Alb : Une forme de mystique, que le nom commence par la
première lettre de l’alphabet. Une syllabe c’était dans un souci de simplicité,
que ce soit facile à retenir.
L’aube du prêtre, la guitare d’Eglise, il y a une forme de
continuité…
Alb : Oui il y a aussi « I beg for a
summer », je prie pour un été (rires)… Il y a quelque chose d’assez
ecclésiastique dans tout ça. Je vais peut-être finir par jouer en aube sur
scène (rires)… Mais Justice m’a piqué le logo (rires) !
Quand j’ai écouté l’ep (chronique ici), j’ai été surpris par sa richesse.
Toujours dans une veine pop, mais j’ai eu grosso modo, l’impression d’un disque
qui allait des années 60 aux années 80. Quelles sont tes influences ?
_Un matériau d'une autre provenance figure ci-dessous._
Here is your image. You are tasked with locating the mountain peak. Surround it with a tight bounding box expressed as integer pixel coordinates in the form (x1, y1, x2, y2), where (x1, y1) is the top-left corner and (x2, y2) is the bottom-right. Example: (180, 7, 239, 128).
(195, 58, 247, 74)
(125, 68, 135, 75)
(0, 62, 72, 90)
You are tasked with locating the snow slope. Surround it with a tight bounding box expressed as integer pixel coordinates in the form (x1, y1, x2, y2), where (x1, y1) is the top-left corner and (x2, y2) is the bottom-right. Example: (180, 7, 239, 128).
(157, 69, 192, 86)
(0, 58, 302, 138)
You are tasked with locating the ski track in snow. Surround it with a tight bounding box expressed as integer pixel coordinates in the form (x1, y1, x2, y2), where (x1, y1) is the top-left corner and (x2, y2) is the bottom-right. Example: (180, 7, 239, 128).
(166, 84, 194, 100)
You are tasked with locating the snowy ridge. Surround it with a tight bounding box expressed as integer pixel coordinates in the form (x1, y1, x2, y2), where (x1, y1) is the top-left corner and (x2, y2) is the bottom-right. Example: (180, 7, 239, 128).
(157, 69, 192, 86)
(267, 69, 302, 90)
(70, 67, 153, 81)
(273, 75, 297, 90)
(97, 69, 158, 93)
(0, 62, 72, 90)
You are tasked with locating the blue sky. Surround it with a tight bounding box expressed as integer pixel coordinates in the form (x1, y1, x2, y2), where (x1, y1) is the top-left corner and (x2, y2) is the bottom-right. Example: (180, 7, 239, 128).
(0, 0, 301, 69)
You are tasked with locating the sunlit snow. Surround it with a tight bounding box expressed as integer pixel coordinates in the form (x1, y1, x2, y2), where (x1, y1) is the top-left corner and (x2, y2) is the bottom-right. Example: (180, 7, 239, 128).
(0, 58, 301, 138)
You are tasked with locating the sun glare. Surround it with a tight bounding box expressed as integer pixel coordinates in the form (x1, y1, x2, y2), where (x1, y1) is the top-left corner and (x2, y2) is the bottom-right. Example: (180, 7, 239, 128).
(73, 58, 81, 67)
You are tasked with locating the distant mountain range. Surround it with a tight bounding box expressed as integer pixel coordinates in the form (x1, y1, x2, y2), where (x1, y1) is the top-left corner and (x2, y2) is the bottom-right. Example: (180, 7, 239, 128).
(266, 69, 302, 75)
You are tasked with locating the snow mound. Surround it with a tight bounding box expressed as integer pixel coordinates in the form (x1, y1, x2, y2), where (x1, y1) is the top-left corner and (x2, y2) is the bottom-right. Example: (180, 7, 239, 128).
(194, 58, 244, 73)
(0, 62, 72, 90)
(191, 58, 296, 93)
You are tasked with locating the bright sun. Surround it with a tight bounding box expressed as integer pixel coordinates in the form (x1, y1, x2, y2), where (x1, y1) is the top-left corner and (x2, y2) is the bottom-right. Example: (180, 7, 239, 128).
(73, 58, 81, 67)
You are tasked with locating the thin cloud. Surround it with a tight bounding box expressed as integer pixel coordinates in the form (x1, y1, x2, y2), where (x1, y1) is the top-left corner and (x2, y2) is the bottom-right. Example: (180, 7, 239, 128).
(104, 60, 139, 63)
Alb : En termes de références, c’est à peu près ça. J’ai
deux marottes, les sonorités électroniques du début des années 80 et tout ce
qui est guitare, sixties, batteries un peu pop etc... Quand je parle des années
80 ce n’est pas la new wave ou Depeche Mode, mais plutôt les sonorités un peu
chaudes, synthétiques, que l’on retrouve dans la pop ou les génériques de dessins
animés. C’est un mélange entre ces deux directions. Parfois la balance va plus
d’un côté que de l’autre mais c’est toujours un mélange des deux. Sur l’album
il y aura des titres beaucoup plus électroniques et plus sombres et quelques
chansons qui resteront très pop sixties.
Il y a aussi des petits bruitages comme sur « Golden
chains » qui font penser à des musiques de jeux vidéo…
Alb : C’est complètement ça. Ca vient de la nintendo.
En fait, je collectionne les consoles de jeux vidéo. C’est un autre délire dans
la continuité des dessins animés des années 80, le côté madeleine de Proust de
l’enfance. Toutes les sonorités électroniques que j’utilise ne viennent pas de
la new wave, c’est plus quelque chose de l’ordre de mon vécu personnel. C’est
plus les sonorités qui me rappellent mon enfance qu’un truc cool des années 80
catchy pop. Mon premier album était classé dans l’électro, on me dit souvent
que je fais de la musique électronique mais moi je n’ai pas du tout cette
impression là. Je fais des chansons que ce soit avec des synthés ou avec ma
guitare, quoi qu’il se passe, pour moi ça reste des chansons. Dans les années
80, on ne se posait pas trop ce genre de questions. Il y a eu cette grosse
vague de synthés qui est arrivée et on ne se disait pas que c’était de
l’électro, ça restait de la pop, l’électro ça n’existait pas... Les sonorités
de console que j’utilise, c’est dans cet état d’esprit.
Et comment tu fais ?
Alb : Je modifie les consoles, j’ai des cartouches un
peu spéciales, que j’ai commandé à un chinois, qui me permettent de les piloter
en midi et de faire ressortir les sons sur un clavier. J’ai bricolé de nouvelles
sorties audio pour les planter directement à l’intérieur sur les circuits. En
fait je me sers de la nintendo comme d’un synthétiseur. Et je fais pareil avec
mon commodore 64 ou ma vieille dictée magique (rires)… Je bricole pas mal
aussi. Ca s’appelle du « circuit bending », de modifier les vieux
jeux.
Ca fait un peu geek…
Alb : Un petit peu. Mais j’assume complètement !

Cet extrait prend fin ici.